Scientists have dedicated their lives to finding a cure for cancer. America became a science hub for cancer research, particularly after President Richard Nixon declared the “war on cancer” in 1971. As a result, extensive research has been published on how cancer functions and different ways to target both solid and hematologic malignancies. Unfortunately, there is currently not a cure for cancer. Although some patients are treated and enter remission, tumors can reoccur. In addition, some tumor types are harder to treat than others. Although the science community is hopeful to effectively treat each type of cancer, more work is needed to discern why some tumors are harder to treat than others.

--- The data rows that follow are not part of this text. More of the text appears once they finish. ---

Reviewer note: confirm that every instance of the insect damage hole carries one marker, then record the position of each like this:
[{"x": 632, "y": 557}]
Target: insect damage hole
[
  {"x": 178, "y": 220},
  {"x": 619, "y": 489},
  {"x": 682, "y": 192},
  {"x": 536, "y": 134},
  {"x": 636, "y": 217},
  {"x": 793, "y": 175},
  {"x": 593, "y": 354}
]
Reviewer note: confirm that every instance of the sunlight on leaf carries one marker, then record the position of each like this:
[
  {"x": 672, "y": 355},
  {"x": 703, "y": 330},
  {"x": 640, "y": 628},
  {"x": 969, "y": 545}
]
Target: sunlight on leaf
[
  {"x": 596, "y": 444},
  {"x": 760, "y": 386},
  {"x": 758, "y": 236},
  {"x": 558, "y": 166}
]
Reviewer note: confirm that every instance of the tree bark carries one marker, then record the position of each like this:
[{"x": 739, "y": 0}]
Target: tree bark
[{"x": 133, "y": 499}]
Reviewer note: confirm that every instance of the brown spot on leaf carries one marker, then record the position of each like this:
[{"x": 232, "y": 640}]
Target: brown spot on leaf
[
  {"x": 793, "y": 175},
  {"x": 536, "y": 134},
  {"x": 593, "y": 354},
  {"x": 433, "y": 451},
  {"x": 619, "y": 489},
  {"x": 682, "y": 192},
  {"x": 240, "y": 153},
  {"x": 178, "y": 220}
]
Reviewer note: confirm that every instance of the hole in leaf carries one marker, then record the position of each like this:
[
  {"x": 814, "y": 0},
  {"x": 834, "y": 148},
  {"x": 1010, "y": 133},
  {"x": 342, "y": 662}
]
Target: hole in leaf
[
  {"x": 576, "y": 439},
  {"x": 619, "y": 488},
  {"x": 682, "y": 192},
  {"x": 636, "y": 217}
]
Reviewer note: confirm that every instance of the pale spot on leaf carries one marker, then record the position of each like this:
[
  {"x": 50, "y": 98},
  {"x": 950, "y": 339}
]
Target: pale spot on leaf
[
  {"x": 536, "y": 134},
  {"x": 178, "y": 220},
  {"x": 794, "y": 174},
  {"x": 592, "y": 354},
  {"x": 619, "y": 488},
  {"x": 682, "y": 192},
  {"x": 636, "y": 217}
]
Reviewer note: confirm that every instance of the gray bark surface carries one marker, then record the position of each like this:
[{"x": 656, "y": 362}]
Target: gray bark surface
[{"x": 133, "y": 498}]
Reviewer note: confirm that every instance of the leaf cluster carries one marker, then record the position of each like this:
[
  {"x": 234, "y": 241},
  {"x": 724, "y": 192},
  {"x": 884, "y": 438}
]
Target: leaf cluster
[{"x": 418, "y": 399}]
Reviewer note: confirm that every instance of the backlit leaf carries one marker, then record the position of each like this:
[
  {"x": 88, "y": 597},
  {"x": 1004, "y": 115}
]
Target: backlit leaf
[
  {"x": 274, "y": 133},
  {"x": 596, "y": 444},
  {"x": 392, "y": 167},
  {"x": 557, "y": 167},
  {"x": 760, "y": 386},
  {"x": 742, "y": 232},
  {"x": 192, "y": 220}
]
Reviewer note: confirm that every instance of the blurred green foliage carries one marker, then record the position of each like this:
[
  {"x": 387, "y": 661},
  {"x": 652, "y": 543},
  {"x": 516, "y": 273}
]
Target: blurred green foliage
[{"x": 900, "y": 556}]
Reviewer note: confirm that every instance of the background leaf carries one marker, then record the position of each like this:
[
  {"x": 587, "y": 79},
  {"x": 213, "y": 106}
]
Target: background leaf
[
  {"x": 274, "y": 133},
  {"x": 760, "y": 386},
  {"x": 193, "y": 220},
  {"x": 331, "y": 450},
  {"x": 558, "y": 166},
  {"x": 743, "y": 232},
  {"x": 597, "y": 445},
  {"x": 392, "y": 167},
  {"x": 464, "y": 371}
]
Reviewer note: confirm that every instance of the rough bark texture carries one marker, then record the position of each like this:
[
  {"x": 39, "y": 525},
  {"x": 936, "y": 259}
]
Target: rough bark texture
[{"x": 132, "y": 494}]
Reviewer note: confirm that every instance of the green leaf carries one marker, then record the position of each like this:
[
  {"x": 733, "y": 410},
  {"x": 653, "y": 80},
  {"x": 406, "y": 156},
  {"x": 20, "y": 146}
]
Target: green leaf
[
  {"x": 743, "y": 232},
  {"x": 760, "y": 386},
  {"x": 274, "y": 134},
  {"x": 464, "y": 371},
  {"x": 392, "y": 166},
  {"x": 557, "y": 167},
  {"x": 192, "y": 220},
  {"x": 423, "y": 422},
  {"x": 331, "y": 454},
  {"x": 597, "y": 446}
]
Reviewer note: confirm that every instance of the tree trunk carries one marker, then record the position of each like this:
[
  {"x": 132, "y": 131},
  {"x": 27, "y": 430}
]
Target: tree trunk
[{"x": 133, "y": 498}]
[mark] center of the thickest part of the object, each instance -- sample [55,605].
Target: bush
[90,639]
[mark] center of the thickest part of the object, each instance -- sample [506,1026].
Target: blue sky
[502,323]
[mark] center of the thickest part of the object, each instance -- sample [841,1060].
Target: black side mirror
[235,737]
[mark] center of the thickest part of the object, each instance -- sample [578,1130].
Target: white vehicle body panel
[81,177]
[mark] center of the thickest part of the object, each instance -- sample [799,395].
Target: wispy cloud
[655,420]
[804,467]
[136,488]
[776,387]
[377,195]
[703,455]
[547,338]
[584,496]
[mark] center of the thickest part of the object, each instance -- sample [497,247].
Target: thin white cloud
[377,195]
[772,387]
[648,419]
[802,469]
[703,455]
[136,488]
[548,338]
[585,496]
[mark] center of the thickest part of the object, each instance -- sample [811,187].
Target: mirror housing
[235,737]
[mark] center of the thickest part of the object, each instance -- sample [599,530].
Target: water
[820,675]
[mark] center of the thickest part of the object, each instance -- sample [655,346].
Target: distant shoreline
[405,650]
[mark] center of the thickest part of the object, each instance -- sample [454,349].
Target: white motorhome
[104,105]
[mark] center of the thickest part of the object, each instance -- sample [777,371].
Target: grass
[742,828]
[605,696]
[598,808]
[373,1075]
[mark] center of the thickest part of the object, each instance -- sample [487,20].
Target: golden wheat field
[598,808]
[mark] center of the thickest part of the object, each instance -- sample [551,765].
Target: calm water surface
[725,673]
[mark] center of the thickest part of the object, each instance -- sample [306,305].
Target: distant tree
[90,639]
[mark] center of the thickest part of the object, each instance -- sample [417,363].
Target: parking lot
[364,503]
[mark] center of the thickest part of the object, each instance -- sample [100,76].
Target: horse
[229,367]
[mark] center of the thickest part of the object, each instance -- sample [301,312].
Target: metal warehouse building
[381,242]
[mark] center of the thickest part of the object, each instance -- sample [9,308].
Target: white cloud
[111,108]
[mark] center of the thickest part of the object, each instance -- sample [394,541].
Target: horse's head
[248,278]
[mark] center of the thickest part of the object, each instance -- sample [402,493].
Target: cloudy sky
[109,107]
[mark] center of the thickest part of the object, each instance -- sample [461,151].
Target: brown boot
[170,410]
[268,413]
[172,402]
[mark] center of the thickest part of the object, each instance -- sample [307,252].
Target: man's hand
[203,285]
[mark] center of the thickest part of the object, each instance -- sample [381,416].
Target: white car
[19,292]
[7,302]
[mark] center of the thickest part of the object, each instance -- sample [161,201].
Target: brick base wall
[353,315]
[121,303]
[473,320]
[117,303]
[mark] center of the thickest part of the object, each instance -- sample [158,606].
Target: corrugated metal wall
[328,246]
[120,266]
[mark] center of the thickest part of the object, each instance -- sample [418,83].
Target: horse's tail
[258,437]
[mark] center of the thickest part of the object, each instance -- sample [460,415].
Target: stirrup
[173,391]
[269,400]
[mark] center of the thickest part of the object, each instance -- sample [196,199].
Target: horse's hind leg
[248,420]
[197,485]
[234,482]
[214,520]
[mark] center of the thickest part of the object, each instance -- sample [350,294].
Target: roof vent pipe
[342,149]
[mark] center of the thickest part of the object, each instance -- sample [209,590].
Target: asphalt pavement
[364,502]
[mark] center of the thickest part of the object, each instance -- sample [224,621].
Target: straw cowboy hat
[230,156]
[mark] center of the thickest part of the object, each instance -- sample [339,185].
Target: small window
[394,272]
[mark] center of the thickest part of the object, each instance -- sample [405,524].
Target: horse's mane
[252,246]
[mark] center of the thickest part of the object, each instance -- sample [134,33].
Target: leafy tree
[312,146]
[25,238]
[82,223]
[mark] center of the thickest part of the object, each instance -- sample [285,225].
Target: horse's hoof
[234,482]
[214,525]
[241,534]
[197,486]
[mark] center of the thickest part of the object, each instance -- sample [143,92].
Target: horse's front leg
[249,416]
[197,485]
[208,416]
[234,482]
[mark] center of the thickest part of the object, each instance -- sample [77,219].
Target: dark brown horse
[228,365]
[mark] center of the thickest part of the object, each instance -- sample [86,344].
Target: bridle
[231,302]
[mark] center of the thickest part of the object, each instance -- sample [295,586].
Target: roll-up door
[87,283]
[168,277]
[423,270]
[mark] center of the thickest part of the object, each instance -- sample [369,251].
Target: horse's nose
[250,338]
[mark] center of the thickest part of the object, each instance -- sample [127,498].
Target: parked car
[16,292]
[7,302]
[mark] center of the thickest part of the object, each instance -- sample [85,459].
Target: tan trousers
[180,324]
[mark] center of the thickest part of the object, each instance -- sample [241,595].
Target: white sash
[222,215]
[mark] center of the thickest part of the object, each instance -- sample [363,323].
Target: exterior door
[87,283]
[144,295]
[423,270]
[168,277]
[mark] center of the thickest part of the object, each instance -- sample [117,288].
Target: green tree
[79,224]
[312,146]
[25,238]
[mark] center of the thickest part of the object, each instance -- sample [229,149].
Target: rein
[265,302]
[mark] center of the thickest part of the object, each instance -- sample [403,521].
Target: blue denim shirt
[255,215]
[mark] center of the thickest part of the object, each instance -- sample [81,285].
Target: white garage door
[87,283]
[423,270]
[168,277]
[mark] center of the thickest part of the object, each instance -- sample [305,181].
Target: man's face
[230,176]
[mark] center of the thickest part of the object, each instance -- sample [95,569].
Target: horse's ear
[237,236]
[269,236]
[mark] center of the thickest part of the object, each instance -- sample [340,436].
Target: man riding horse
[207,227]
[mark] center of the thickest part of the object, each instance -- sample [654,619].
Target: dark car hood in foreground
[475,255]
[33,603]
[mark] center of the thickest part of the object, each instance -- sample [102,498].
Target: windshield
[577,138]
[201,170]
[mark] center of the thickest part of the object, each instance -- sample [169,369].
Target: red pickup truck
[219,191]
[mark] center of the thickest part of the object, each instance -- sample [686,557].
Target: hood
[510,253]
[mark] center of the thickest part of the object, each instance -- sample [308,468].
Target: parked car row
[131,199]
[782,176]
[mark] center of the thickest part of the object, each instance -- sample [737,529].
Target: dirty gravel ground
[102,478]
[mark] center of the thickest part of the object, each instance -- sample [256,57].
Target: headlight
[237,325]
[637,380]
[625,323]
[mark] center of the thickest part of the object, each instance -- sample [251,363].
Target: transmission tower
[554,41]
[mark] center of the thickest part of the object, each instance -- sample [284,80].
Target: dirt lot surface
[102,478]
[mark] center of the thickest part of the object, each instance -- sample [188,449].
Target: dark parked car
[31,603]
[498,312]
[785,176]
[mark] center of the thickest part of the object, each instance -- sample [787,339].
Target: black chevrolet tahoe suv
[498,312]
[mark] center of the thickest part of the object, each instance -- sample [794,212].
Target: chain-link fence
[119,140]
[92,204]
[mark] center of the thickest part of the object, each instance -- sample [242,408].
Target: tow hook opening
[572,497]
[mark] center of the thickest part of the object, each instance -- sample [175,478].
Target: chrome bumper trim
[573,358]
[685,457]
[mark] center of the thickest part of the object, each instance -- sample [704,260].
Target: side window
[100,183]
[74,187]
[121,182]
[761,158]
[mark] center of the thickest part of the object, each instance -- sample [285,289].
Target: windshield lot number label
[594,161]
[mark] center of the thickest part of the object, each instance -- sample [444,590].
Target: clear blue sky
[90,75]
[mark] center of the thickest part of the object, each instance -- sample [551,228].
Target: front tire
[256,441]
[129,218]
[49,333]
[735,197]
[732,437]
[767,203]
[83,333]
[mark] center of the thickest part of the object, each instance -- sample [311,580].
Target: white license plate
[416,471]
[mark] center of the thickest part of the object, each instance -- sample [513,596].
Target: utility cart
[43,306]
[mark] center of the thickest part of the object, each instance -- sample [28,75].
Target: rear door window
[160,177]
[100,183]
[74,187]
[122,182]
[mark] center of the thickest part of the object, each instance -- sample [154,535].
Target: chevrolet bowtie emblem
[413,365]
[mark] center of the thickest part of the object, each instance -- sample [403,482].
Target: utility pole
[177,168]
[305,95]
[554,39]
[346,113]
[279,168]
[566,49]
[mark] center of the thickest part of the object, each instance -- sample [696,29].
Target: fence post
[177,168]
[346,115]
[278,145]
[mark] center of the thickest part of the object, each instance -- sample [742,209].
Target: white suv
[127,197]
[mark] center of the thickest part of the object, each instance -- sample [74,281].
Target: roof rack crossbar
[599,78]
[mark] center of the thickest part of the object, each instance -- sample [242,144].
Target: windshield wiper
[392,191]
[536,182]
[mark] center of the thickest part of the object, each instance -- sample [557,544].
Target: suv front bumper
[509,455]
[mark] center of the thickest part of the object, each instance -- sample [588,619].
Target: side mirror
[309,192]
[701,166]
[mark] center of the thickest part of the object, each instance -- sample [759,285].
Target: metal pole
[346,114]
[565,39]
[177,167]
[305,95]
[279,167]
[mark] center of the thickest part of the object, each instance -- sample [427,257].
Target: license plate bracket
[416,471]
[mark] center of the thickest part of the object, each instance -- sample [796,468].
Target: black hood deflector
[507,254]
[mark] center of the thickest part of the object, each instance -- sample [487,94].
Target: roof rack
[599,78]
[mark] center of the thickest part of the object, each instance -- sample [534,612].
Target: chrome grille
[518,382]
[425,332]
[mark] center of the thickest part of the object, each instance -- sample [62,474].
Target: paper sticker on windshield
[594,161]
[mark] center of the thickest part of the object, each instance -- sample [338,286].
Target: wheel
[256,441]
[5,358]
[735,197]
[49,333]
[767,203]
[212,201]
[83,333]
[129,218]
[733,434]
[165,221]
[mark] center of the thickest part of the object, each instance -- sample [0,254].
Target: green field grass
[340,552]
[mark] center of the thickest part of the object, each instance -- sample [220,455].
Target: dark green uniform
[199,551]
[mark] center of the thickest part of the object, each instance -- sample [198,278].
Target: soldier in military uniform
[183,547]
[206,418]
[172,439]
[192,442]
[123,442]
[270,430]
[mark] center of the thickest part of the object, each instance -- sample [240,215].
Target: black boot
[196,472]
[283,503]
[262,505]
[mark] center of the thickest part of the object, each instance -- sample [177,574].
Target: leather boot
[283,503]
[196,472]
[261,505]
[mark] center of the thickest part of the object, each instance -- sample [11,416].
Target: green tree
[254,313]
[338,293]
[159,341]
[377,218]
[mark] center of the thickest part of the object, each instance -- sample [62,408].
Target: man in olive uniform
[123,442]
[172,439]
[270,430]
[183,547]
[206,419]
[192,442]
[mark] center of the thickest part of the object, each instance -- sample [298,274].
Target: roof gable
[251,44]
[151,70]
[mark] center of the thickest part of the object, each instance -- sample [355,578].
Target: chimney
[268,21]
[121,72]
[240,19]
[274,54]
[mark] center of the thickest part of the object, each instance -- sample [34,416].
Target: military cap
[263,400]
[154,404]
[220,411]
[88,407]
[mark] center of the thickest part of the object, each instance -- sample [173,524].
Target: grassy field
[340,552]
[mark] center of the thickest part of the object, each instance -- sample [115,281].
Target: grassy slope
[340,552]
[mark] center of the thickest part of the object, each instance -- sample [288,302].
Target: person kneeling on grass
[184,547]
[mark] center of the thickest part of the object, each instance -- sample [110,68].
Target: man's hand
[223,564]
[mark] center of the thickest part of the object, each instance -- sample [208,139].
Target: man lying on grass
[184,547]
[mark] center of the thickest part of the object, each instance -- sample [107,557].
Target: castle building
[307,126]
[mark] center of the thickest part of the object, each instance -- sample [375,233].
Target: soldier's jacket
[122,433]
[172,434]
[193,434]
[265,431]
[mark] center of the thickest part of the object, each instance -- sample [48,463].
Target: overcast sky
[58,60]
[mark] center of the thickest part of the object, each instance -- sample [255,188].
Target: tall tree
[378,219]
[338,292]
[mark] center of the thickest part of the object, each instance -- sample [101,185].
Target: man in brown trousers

Many tumors evade the immune system through different mechanisms and mutations. Therapy-resistant cells may stay dormant for a period of time before proliferating, which results in cancer recurrence. Additionally, different surface markers prevent immune cell activation which target cancer. This allows the tumor to proliferate without an immune cell response. Many different immunotherapies being developed target these surface markers to activate T cells, which kill or lyse infections. The type of immunotherapy that refers to the blockade of cell-to-cell interactions is known as checkpoint inhibitors. Checkpoint proteins are surface markers that help the immune cell differentiate from self. More specifically, these cells provide a signal for immune cells to avoid lysing healthy cells and protect from autoimmunity. However, tumors use a selection of checkpoint proteins to avoid immune cell detection. Inhibition of these protein interactions has been successful and has even resulted in cancer remission. While studies show significant improvement in patients with checkpoint inhibitors or blockade, the mechanism that drives the anti-tumor response is still unclear.
A recent article published in Cell Reports, by Dr. Li Lily Wang and others, demonstrated another checkpoint protein that improves cancer therapy. V-domain Ig suppressor of T cell activation (VISTA) is a rising target for checkpoint blockade therapy. It is associated with tumor progression through its expression on myeloid-derived suppressor cells (MDSCs). MDSCs are highly immunosuppressive and allow the rapid progression of cancer. However, the connect between VISTA and MDSCs was previously unknown.
Wang and others, at the Cleveland Clinic, reported that blockade of VISTA results in significant tumor reduction. To further elucidate the mechanism that promoted this change, researchers investigated the different pathways associated with VISTA. Surprisingly, VISTA was involved in a feedback loop which promotes STAT3 – a gene that encodes for a protein responsible for cell function and survival. Prior attempts to reduce tumor growth by inhibiting STAT3 failed. However, blocking VISTA has become an indirect way to manipulate the STAT3 pathway. The connection between VISTA and STAT3 within MDSCs provides the mechanism to better treat tumors. In addition, toxicity is limited due to overly expressed VISTA on tumor infiltrating lymphocytes or immune cells and myeloid cells that promote cancer progression. Therefore, this VISTA checkpoint blockade is associated with increased tumor specificity and low adverse side effects.
Overall, Wang and others demonstrate for the first time that VISTA blockade acts through the STAT3 pathway in MDSCs, which results in tumor reduction. Additionally, this work builds on STAT3 literature and poses a solution to indirectly manipulate the protein which was previously ineffective. More work needs to be done to translate this therapeutic treatment to the clinic but provides promise for improved cancer immunotherapy.